Weil noted that her third-grader’s self-confidence is “through the roof” in the smaller class setting at Licton Springs, compared to the larger ones at his previous school at Green Lake Elementary School.
In an effort to save their students’ middle school, Weil and the other PTO members drafted a proposal of immediate capacity solutions that included equitably renovating, repurposing, and reallocating space between Licton Springs K-8 and Robert Eagle Staff. They plan to send their list of proposals to the School Board in the near future.
Last Friday, SPS spokesperson Tim Robinson told Seattle Weekly that he couldn’t provide a comment at that time, but that the district would be in a better position to comment after the superintendent meets with some of the stakeholders.
The district later announced a Dec. 3 meeting in which parents would meet with Superintendent Denise Juneau to discuss their “hopes and dreams” for their children, according to a district email sent to parents.
“I realize that the nuts and bolts operations of a school district—things like enrollment, boundaries, and school placement—can produce high anxiety and frustration,” Juneau wrote. “That’s why I would like to back away from those issues during our initial conversation. This evening, I am meeting with you simply to build a relationship and hear about your hopes and dreams for your child(ren) and how Seattle Public Schools can assist them in reaching their goals. I would like to start by hearing your perspectives about the school’s climate, classroom learning, and overall school programming.”
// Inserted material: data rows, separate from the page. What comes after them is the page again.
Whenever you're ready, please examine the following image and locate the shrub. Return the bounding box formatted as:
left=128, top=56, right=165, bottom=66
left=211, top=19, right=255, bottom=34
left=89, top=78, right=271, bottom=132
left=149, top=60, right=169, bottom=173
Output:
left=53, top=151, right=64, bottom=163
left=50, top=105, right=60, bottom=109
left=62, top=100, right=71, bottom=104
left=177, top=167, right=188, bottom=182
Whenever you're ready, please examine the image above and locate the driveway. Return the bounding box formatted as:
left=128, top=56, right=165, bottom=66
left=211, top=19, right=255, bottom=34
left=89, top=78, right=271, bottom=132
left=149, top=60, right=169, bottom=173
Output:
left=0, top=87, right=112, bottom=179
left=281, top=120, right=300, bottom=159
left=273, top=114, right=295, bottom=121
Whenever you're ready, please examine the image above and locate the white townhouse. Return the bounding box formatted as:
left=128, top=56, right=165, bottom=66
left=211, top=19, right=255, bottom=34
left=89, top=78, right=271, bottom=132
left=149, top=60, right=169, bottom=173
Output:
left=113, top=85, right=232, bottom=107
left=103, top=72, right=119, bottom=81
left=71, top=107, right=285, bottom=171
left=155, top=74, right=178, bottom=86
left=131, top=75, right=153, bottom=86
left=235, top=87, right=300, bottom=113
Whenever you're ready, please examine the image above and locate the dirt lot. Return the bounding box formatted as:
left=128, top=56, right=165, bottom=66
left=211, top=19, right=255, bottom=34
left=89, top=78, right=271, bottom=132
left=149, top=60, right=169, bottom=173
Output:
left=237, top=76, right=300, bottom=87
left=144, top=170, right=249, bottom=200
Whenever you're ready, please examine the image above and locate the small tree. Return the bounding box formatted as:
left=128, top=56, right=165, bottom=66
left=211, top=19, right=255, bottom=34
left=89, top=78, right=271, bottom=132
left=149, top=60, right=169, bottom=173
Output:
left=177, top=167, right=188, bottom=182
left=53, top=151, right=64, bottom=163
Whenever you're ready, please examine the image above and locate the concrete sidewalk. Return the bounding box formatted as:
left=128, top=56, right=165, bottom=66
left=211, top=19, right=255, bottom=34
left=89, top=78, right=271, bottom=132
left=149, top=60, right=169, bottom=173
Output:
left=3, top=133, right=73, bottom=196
At the Dec. 3 meeting held at Licton Springs K-8, parents sat in a circle and discussed the ways in which they were proud of their students and school, Weil told Seattle Weekly. During the nearly two-hour conversation, parents said that their children finally felt like they belonged. One parent from Singapore said that the school helped elicit a creative side of her student that she’d never seen before; within three months in the environment, he’d become inspired to be a politician or a poet, and was starting to explore his personal identity.
Weil noted her disappointment to be handed the school’s report card that revealed the students’ state standardized scores at the end of the meeting. According to the district’s data, the students have scored below state standards, with students averaging a score of 46 percent in language arts. Weil contended that the data doesn’t take into account the students’ level of proficiency at the beginning of the year compared to when they took the test.
For now, Licton Springs parents and students say they will continue to petition the district to consider solutions that prevents the school’s closure. In a letter to Seattle Public Schools concerning the closure of the middle school, according to a Licton Springs K-8 PTO press release, a seventh-grader wrote: “We have three names because we have been tossed around like an animal and we’ve been moved around to several different schools. This needs to stop … I want to go to Rites of Passage in 8th grade, but SPS is trying to take that away from me. We are a K-8 community, not an elementary school.”